Back in the day when I played competitive billiards I had an excellent mentor, he was highly experienced, a champion and has forgotten more about billiards and the mental aspects of winning and losing than I will ever learn, but what I did learn from him has served me well in all aspects of my life.
Let me share with you one of his gems of advice: He explained to me that there are only so many shots, postures and position plays one can learn, once you’ve mastered the technical aspects of the game that’s only 25% of the game, the rest is played in the mind of the players. He further explained that when I find myself equally or even out matched in a game to be very careful with anything I say – ‘No matter what you’re feeling, thinking or what you may believe, do not speak it’.
That was confusing. Why did it matter with regard to what I said? He told me that the mind is a funny place and all players, no matter their level feel a bit of nervousness and insecurity, what opponents look for, to get the edge, is even more nervousness and insecurity in their opponent. From this short lesson I learned that we all look for security, a safety blanket, if you will, even the best do it whether they ever admit it or not.
I remember when I beat my first champion player, I was nervous out of my mind, but thanks to the advice of my mentor I didn’t show it in my mannerisms and I especially didn’t speak it. I approached him calmly, shook his hand firmly and played my game the best I could and won. It was perhaps the first time I didn’t wear my fears and insecurities on my shoulders, didn’t speak them and played my game.
A few weeks later I played another champion in the final round of a larger tournament, I was winning 7 to 2 in a race to 9. Perhaps I felt overconfident at 5 games ahead and allowed a few powerful words slip from my mouth just before breaking the next rack. I quite honestly and regretfully said to this experienced champion that I hadn’t expected to beat him. Why in the world did I say that? Was it just an excited, impulsive ADD moment? Yes, it probably was and like many of my ADD moments, it was disastrous! No balls went in on my break and I never got back to the table, my words had somehow sparked this champion, gave him the fuel he needed to gather himself and play to his full capability. I never got back to the table and lost 9 to 7!
There were several lessons I learned by the end of that match, but perhaps the most important was that I spoke my anxiety out loud and like blood in the water, the shark approached and devoured me. It wasn’t an opening in the game he needed, to defeat me, he had already had a couple of those; it was in the mental aspect of our game where I was beating him until I spoke. I spoke aloud my anxiety and it was all he needed, the chink in my armor.
Trust me, it took far more experiences like what I shared with you above until I finally learned to hold my tongue and frankly, I am still not a pro at it. However, I want to get to another point in my mentor’s lesson to me about speaking my anxiety, insecurities and fears. Sometimes it is important to talk about those thoughts, feelings and emotions with a trusted friend, coach or mentor, but it is very important to take care about what we say, not only to our opponents in life, but also to ourselves. To ourselves? I asked him. Yes, indeed to ourselves, the power words have upon others pales in comparison to the power they have over ourselves.
That’s when I first started to learn about negative reinforcement. He explained that what we consistently say to ourselves is the most important factor between winning and losing, succeeding and failing, living a fulfilling life or living in mediocrity. That revelation helped change my life and put me on a higher road to overcoming my most difficult opponent: myself. It would still be many, many years before I was finally diagnosed with ADD, but I was already on the road to recovery thanks to my mentor’s insights in winning at billiards.

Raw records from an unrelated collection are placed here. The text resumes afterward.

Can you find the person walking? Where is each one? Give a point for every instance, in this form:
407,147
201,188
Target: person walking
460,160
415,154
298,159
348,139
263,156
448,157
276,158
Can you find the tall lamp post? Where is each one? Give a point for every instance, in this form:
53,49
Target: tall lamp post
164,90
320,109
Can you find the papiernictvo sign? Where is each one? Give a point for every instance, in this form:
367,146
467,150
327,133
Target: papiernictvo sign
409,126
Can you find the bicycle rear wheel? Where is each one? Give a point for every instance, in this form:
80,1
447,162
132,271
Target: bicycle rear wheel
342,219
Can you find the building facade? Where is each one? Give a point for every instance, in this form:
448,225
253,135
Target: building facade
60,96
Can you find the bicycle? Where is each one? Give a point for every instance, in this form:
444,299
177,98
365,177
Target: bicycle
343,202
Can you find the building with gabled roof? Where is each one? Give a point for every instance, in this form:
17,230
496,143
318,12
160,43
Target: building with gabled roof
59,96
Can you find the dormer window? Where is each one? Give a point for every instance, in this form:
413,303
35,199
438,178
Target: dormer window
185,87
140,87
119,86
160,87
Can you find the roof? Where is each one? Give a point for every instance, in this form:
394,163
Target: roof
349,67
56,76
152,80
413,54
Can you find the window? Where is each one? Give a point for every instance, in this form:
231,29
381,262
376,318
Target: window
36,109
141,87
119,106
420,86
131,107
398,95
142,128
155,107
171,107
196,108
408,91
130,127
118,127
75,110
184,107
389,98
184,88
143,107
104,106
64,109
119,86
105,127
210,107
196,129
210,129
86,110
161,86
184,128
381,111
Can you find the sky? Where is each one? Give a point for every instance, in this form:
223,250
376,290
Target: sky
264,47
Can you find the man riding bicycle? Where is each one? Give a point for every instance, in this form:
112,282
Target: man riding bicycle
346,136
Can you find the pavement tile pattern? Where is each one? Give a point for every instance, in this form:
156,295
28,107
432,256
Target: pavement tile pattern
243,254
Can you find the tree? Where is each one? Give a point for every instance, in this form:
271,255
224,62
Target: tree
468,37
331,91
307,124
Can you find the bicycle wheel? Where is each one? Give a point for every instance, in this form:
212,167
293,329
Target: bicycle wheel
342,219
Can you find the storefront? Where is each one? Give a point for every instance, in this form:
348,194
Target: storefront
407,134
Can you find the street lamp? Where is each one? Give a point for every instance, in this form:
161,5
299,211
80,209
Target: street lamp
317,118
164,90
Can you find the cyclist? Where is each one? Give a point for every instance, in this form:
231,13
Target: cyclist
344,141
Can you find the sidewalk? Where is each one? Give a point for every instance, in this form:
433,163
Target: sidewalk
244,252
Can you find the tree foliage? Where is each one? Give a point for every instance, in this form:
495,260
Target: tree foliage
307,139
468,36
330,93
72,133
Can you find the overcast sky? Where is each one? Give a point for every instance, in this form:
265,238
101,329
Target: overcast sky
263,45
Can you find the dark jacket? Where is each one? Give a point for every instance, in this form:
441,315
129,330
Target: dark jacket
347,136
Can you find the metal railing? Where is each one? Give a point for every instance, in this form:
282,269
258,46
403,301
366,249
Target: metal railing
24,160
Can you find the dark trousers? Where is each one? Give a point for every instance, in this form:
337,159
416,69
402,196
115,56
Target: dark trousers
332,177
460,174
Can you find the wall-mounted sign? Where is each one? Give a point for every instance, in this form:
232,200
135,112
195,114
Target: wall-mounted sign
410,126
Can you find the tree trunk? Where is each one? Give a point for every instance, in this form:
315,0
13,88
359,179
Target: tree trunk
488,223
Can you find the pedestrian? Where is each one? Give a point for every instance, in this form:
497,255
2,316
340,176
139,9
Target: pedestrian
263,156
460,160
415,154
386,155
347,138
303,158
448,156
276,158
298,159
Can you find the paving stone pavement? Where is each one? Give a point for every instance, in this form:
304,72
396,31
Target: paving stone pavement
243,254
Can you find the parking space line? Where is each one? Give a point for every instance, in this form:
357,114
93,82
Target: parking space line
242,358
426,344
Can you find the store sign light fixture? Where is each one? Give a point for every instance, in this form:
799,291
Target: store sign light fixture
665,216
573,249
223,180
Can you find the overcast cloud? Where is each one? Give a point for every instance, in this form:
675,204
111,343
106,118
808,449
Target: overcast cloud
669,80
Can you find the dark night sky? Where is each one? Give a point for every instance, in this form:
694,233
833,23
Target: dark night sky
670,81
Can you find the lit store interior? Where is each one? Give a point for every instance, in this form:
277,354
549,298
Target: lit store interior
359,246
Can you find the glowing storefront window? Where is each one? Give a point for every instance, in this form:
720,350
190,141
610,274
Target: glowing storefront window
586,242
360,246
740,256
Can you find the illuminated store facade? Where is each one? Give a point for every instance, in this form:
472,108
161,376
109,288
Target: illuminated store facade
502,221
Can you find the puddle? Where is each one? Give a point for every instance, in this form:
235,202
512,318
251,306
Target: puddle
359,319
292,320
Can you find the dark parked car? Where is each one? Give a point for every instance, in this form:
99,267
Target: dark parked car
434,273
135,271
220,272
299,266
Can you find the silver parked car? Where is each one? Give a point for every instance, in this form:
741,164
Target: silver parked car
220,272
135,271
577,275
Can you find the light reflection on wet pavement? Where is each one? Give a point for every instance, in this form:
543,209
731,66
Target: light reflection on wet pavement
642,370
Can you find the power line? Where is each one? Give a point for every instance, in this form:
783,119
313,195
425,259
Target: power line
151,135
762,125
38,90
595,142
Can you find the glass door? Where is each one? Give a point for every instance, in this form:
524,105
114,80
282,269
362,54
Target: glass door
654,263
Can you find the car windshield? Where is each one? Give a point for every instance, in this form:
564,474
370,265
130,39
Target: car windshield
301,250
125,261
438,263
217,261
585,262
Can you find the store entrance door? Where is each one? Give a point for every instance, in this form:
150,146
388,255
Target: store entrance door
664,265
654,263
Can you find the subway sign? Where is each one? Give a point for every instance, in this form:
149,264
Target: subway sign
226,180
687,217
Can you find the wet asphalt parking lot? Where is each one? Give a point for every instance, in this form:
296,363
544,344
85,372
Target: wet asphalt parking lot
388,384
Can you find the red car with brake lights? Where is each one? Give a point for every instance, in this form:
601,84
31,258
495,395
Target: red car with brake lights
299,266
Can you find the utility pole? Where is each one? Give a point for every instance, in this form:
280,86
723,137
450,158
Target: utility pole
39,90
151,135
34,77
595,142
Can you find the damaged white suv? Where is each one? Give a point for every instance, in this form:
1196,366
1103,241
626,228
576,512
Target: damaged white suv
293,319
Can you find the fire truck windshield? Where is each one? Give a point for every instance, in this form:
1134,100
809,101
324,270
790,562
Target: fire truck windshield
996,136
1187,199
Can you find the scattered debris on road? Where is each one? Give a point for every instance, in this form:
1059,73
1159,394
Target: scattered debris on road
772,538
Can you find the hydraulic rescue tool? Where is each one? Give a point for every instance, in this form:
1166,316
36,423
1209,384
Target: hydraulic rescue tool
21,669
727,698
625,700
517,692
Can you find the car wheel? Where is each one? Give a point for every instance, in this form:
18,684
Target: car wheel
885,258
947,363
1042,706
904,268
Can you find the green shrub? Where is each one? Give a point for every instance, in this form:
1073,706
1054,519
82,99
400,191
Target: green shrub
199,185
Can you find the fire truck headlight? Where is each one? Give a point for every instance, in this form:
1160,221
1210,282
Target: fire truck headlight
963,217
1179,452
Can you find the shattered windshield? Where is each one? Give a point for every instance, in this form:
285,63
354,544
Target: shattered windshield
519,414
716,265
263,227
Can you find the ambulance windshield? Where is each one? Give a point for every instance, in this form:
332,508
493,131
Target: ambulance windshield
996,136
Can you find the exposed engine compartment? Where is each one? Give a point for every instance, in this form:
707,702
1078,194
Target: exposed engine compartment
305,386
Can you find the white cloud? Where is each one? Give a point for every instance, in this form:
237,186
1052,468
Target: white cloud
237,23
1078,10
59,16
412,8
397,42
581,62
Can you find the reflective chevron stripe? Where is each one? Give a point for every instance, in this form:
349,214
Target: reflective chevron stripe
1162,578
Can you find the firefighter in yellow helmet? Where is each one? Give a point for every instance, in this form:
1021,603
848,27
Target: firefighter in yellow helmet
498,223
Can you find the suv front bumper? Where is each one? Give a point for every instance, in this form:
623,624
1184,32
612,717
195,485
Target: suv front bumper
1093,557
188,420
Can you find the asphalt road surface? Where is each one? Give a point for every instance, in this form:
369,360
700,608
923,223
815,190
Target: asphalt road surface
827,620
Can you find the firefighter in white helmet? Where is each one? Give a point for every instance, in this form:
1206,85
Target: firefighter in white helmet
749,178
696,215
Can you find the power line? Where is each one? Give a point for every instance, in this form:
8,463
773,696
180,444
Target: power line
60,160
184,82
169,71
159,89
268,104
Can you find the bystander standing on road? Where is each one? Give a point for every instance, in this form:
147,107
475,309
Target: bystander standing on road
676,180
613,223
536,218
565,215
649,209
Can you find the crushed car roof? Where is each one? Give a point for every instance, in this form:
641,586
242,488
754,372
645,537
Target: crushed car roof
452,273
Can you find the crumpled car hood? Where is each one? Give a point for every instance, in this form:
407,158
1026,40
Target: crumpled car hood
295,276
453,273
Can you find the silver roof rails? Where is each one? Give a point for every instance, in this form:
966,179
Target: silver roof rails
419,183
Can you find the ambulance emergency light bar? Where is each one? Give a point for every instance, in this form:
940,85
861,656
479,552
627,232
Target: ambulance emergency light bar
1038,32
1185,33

Today I wrote about my experiences with billiards at the request of a reader. I enjoy traveling back in time to the days of lore and playing pool. If you would like to read more about what I learned from my mentor in billiards and how I came about finding a mentor in the first place, please read my book “One Boy’s Struggle: A Memoir” I think you will enjoy reading about the lessons I learned. I truly believe that sports are excellent for young children and teens with ADHD, especially if coached by a great mentor who’s willing to share his insights and teach the young the mental aspects of the games they play, because more often than not, those lessons serve us well in everyday life.